Bismillaahir Rahmaanir Raheem
I’ve been keeping my eye out for tapeless (e.g., hard drive or flash memory instead of tapes) HD camcorders for a while, because of the obvious flexibility of being able to transfer the recorded video directly rather than “recording” it via IEEE 1394 (i.e., “FireWwire”) – while an IEEE 1394 link is definitely fast, any tape-based camcorder usually only transfers the video at regular playing speeds by actually playing the video.

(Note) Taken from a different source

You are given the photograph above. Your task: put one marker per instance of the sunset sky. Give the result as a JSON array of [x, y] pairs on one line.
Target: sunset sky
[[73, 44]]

Having said that, here are a few that have caught my eye:
- http://www.bhphotovideo.com/c/product/519149-REG/Sanyo_VPC_HD1000BK_Xacti_HD1000_HD_Camcorder.html
- http://www.bhphotovideo.com/c/product/521864-REG/Panasonic_HDC_SD5BNDL_HDC_SD5_AVCHD_Digital_Camcorder.html
- http://www.bhphotovideo.com/c/product/539291-REG/Canon_2708B001_VIXIA_HF_100_AVCHD_Flash.html
- http://www.bhphotovideo.com/c/product/537788-REG/JVC_GZ_HD5_GZ_HD5_60GB_HD_Everio.html
- http://www.bhphotovideo.com/c/product/537789-REG/JVC_GZ_HD6_GZ_HD6_120GB_HD_Everio.html
The important issue, of course, is how easy is it to work with the video once it’s recorded. Most of the video formats are MPEG-4-based, usually the controversial AVCHD. There are some advantages & disadvantages, of course, but ffmpeg really helps with most of the issues. I’ve been playing a lot with it (ffmpeg) this past week, and the sheer flexibility of it is astounding. I think the woes of multimedia flexibility under free operating systems is slowly going away, as even the GUI applications (avidemux, PiTiVi, Kino, etc.) are at a level of refinement I wouldn’t have expected.
Naturally, I am loath to use nonfree versus free solutions, so I am pleased to let you know that there are many free software codecs available through ffmpeg – that is the topic for another article, perhaps.
Obviously, there’s still a lot of work to be done, but I’m really excited to dive into open-source content creation!
Updated with relevant linking and a few spelling fixes.